4th Sunday of Easter B - Homily 1

Homily 1 - 2006

I am the good shepherd

It’s one of a number of titles that John’s gospel gives to Jesus: I am the bread of life.  I am the light of the world. I am the vine.  I am the resurrection and the life

In a way they express the fruit of the reflection by those in John’s community of their experience of the risen Jesus.

If you reflected on your experience of the risen Jesus in your life, would one of those titles come to mind? or is there another one you would think up yourself to better express just what Jesus means to you?

In giving Jesus the title The Good Shepherd, the gospel gives two reasons why: Jesus laid down his life freely for those in his care; Jesus knows those who are his and they know him.

I am grateful, of course, that Jesus died for us all.  What particularly appeals to me is that he knows me and that I know him - not so much as a shepherd [that does not touch me at all] but as friend... I do like that passage later in John’s gospel that has Jesus saying: I do not call you servants but friends.

Friendship talks of intimacy – of loving and of being loved, just as the persons we are.

It invites revealing ourselves. It energizes the desire to know each other ever more thoroughly, ever more deeply – not just with the head, but with a deeper sensitivity: getting on to each other’s wavelength, sort of knowing what’s going on in him without needing to put it into words... And it works both ways.
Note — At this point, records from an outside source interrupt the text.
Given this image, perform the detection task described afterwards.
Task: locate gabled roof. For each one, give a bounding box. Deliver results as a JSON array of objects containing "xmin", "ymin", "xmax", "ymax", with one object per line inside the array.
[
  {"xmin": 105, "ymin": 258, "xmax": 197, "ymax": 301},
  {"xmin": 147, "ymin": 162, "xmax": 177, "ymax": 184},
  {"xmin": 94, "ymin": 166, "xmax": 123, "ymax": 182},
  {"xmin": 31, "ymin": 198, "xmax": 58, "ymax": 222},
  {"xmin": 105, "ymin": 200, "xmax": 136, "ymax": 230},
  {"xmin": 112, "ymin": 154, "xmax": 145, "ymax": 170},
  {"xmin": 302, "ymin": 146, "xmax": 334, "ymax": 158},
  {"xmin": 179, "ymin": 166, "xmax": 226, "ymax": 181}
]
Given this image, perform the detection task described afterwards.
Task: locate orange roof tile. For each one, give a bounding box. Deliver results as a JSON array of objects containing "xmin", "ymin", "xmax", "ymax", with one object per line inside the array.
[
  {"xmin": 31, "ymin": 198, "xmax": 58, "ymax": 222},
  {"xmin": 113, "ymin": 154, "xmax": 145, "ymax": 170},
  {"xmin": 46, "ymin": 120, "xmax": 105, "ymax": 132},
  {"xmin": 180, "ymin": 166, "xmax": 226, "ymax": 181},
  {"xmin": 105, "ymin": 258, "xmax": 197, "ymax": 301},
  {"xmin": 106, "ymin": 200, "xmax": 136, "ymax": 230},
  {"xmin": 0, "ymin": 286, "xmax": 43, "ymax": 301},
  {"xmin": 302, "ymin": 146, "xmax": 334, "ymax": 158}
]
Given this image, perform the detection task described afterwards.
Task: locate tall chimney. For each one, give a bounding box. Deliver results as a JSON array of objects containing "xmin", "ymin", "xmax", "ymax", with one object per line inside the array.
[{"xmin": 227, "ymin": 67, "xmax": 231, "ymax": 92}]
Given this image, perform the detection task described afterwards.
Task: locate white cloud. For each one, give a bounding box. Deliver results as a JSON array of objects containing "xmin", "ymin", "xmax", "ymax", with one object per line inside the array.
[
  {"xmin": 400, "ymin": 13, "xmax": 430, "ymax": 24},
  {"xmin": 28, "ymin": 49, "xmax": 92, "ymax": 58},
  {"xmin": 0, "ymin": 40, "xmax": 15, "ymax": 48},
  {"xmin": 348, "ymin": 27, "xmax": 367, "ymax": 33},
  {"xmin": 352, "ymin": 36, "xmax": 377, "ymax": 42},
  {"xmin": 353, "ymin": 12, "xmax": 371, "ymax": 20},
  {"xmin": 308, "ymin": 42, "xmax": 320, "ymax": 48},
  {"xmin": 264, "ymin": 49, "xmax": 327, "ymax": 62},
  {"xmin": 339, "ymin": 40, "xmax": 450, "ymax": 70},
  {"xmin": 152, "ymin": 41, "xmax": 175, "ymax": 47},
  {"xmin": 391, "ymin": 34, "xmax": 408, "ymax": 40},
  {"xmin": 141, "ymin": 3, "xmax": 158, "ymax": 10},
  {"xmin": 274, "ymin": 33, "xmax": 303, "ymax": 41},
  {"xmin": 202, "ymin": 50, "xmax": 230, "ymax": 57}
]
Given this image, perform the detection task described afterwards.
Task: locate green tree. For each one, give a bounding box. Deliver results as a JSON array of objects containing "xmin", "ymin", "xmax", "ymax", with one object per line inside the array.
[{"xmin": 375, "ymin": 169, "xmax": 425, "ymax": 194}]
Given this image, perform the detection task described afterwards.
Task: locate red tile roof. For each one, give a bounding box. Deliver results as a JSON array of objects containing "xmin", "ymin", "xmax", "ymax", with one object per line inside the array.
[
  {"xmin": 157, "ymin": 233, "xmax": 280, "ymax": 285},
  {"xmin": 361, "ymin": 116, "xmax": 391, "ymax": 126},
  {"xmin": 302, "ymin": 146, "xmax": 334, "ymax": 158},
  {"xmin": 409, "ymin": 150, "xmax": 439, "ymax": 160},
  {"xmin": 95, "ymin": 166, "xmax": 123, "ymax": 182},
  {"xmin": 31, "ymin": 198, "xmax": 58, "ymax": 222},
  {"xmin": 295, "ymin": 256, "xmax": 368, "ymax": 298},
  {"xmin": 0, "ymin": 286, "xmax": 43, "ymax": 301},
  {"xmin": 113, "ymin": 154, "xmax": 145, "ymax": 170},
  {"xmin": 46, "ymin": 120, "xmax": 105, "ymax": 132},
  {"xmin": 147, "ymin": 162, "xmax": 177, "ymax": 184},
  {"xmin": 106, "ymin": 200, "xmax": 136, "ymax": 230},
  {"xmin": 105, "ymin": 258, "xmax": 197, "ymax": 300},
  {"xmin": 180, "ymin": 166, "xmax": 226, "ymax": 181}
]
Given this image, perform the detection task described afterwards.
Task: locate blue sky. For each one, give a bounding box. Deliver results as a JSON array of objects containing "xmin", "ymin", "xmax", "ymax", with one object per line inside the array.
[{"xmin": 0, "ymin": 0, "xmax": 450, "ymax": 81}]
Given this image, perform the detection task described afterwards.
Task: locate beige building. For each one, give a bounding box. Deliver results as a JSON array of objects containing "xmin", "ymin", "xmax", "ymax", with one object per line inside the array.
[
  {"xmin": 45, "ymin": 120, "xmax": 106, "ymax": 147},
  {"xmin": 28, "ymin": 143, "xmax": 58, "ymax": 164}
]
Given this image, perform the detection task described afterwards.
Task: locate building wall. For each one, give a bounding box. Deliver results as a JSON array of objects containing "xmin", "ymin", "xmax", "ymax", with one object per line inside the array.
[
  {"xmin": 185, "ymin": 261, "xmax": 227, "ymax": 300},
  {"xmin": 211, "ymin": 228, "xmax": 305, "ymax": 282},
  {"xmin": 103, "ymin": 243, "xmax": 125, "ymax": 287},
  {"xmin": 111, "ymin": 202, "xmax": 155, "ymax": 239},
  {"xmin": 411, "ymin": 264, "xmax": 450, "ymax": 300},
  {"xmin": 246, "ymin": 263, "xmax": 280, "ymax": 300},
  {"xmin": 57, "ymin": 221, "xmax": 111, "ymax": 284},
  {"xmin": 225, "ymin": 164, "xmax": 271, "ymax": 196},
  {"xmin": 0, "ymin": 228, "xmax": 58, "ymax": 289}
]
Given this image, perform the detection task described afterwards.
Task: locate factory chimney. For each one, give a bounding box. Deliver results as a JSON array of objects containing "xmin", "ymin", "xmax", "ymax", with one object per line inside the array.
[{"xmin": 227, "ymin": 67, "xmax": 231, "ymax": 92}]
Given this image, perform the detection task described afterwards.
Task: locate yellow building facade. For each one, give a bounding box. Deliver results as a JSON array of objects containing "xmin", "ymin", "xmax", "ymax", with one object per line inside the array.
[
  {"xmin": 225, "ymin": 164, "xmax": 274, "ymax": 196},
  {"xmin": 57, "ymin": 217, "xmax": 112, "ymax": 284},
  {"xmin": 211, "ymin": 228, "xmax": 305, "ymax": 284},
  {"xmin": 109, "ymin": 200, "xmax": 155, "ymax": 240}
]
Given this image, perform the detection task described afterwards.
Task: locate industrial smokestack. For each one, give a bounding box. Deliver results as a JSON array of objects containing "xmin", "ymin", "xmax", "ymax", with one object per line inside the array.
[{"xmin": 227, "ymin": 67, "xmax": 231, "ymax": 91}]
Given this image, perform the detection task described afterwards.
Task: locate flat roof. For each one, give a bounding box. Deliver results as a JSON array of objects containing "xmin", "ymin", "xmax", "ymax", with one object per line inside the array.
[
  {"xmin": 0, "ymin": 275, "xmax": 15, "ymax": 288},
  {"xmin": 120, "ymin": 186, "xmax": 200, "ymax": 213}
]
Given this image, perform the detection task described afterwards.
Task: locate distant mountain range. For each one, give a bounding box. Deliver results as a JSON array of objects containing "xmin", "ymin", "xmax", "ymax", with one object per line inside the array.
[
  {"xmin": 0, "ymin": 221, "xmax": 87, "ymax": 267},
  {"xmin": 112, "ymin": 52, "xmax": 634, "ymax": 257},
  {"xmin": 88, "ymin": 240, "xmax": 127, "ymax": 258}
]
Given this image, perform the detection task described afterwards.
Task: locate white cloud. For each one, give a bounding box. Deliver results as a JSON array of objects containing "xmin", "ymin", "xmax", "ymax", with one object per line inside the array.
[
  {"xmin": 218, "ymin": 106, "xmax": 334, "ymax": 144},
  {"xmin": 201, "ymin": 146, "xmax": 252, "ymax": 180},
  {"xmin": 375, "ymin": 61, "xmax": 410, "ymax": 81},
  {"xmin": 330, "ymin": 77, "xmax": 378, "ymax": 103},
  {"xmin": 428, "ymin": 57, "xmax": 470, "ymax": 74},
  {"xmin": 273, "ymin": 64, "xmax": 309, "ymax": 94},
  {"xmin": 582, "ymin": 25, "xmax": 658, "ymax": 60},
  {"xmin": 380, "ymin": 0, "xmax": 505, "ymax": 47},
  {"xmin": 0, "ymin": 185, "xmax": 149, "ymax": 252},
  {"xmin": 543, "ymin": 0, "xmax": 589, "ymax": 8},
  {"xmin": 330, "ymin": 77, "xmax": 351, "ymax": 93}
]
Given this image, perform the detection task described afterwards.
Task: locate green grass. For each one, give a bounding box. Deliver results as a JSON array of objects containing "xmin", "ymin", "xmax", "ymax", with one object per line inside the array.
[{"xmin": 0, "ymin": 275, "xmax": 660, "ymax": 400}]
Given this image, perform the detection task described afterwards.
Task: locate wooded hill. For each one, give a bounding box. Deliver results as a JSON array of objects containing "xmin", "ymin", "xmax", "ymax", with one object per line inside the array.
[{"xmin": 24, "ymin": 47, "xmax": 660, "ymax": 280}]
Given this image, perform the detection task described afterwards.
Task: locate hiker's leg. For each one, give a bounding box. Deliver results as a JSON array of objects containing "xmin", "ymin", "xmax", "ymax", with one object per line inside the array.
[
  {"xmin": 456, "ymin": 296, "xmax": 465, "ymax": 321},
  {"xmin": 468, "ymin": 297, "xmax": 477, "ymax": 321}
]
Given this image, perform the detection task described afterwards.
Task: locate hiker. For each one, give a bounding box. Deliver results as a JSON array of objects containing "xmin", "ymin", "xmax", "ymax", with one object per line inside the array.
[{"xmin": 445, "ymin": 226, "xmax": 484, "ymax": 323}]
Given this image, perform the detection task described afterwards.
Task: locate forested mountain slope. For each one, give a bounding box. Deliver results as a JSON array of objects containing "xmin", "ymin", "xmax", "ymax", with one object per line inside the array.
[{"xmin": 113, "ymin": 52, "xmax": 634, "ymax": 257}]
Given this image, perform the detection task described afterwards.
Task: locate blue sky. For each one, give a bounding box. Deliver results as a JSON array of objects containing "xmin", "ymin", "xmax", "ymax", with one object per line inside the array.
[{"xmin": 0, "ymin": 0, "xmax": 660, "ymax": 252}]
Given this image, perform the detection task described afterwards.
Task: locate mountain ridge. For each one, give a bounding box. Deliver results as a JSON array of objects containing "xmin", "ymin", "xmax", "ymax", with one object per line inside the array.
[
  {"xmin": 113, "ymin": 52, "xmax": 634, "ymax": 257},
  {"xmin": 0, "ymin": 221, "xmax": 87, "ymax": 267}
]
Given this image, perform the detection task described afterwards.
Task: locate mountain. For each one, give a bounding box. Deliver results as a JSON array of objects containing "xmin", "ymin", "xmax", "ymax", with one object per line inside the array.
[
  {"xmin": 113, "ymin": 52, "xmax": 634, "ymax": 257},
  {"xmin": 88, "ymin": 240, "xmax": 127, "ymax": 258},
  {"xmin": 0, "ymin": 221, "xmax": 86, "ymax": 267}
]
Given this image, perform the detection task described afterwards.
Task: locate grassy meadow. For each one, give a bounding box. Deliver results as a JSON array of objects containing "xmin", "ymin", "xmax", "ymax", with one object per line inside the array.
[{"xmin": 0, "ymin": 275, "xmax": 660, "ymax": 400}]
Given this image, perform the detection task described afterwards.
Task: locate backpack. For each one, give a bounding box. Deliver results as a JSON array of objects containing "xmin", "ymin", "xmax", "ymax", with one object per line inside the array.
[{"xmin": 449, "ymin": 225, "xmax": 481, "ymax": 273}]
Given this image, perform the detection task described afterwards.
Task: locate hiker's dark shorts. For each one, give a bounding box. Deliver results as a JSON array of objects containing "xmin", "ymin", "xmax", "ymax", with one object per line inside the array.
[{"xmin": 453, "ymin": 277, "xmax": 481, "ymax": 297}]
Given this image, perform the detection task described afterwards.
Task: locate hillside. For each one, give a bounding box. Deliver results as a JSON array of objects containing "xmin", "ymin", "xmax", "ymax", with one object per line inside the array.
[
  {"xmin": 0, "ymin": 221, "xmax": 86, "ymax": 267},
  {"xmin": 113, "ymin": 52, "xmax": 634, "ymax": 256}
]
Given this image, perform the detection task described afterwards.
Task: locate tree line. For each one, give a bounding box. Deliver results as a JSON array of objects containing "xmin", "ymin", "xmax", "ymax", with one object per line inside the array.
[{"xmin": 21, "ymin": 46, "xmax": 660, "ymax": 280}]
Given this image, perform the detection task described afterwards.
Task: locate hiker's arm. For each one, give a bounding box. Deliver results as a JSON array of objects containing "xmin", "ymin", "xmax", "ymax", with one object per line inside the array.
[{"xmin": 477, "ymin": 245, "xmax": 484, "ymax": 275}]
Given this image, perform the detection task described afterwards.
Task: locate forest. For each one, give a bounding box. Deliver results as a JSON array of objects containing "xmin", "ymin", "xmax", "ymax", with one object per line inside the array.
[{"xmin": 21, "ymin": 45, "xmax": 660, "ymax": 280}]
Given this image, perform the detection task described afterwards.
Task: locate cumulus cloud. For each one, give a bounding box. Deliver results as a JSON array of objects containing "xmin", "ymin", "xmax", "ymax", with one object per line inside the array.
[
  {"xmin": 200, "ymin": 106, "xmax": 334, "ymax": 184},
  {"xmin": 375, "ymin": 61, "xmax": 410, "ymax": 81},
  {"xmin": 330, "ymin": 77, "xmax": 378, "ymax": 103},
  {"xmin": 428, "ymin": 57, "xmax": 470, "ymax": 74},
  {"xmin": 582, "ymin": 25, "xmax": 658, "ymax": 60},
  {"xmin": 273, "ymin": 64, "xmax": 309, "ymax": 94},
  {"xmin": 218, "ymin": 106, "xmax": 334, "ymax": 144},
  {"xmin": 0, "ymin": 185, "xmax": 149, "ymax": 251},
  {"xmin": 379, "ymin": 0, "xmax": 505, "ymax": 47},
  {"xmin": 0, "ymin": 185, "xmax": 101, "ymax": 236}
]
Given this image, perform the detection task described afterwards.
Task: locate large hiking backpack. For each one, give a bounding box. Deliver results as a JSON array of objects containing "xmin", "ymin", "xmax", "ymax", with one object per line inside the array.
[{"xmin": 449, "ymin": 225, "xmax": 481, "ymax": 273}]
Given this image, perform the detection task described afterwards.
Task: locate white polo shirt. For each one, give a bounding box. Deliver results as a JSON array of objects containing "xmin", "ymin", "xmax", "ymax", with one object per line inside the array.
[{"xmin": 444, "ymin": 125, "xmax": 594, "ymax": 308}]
I remember reading a comment in a book I read thirty years or more ago, and it is one that has stayed with me: "For friendship to grow, you have to be prepared to waste a lot of time together".

Well, I put in the time, and often it seems sheer waste: nothing happens; I get distracted; can’t keep my mind still; I feel impatient.  But over time, the friendship has grown deeper, grown thicker: We have become part of each other’s lives.

Another fascinating thing: knowing that others also share Jesus' friendship does not come across as threat – there’s no sense of competition – but as wonderful encouragement and support.  It really thrills me when I know that there are others having a go to pray seriously.  Sharing a common love brings a whole other dimension.

Even knowing that each of us is here today freely, because we choose to be here (God knows: there are a thousand other things we could be doing! But we’re here) because each of us, in our own way, and at our own level, has been touched by the loving God.  Whenever I stop to think of it, I find it very encouraging.

For me all this is light years away from a sense of shepherd and sheep, of all belonging to one flock.  That language, that imagery, doesn’t touch me.   But perhaps it is trying to touch in to the same experience: I know mine and my own know me.